Experts discuss child abuse prevention

GVL / Gabriella Patti

GVL / Gabriella Patti

gabriella patti

At a Child Abuse Prevention Panel on April 16, it was said that one in six children experience neglect or abuse. The panel started off Grand Valley State University’s acknowledgement of Child Abuse Abuse Awareness Month.

“There are more than 11,000 reports of child abuse and neglect each year in Kent County,” said Bryana Hopkins, the volunteer manager at Family Futures, which hosted the panel.

Family Futures is an organization that works to prevent child abuse and neglect.

“As a mission and data driven organization, we help to shape a community that protects children from abuse and neglect,” Hopkins said. “Rather than responding to problems with Band-Aid solutions, our legacy of impact is based on a preventative approach, and it’s working.”

The panel consisted of five specialists who spoke about different aspects of child abuse and neglect and what can be done to promote awareness and bring an end to these atrocities.

Sarah Boucher, director of business development for Starr Disability Advocates, addressed the myths surrounding child abuse and neglect.

“One myth is that children who are abused did something to deserve it. Many children believe this, but it is never the victim’s fault,” Boucher said.

Lori Marthens, a former foster parent of almost 50 foster children, reminded the audience of the humanity of those who suffer from abuse by sharing the stories of trauma many of her foster children have to live with.

Marthens said she fostered a young child who was hit so hard by his mother that his optic nerve was severed.

“He looked like a prizefighter,” Marthens said. “When I picked him up, I did my best to hold it together for this little guy, but I ended up crying the whole drive home.”

Child Protective Services, a part of the state department, works on cases like these and helps to determine what the best steps are to take for the protection and well-being of the child.

“There are several central call centers where concerned persons — family, friends, neighbors, school and medical professionals (mandated reporters) — can call to report child abuse or neglect,” said Lenair Correll, a social work therapist with D.A. Blodgett – St. John’s. “Abuse can be reported by either a child or an adult.”

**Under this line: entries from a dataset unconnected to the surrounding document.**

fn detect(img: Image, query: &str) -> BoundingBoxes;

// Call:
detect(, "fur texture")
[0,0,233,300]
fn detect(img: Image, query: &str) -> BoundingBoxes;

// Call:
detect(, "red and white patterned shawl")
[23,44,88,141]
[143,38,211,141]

Correll also addressed different ways to identify abuse based on physical and behavioral indicators. For example, children experiencing physical neglect may regularly display fatigue or listlessness, fall asleep in class, steal or hoard food, beg from classmates or report that no caretaker is at home.

“In addition to the inherent benefits of preventing the abuse and neglect of children, there are also economic benefits to prevention,” Hopkins said.

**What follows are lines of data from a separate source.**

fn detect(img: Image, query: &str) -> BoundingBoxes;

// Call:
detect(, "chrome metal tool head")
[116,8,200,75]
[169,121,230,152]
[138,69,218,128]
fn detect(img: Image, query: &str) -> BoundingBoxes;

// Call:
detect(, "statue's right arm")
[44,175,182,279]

Boucher agreed, saying that child maltreatment costs the nation as much as $250 million each day, or about $94 billion each year. Prevention focused programs such as Family Futures cost a fraction of this total amount.

Services like Family Futures work directly with the families to prevent abuse and neglect with the hope that the families can be educated and rehabilitated so they can stay together.

“Prevention is important because it is possible,” Hopkins said. “Child maltreatment is not inevitable. When parents and caregivers know what to expect and how to create safe and nurturing environments, their children can thrive.”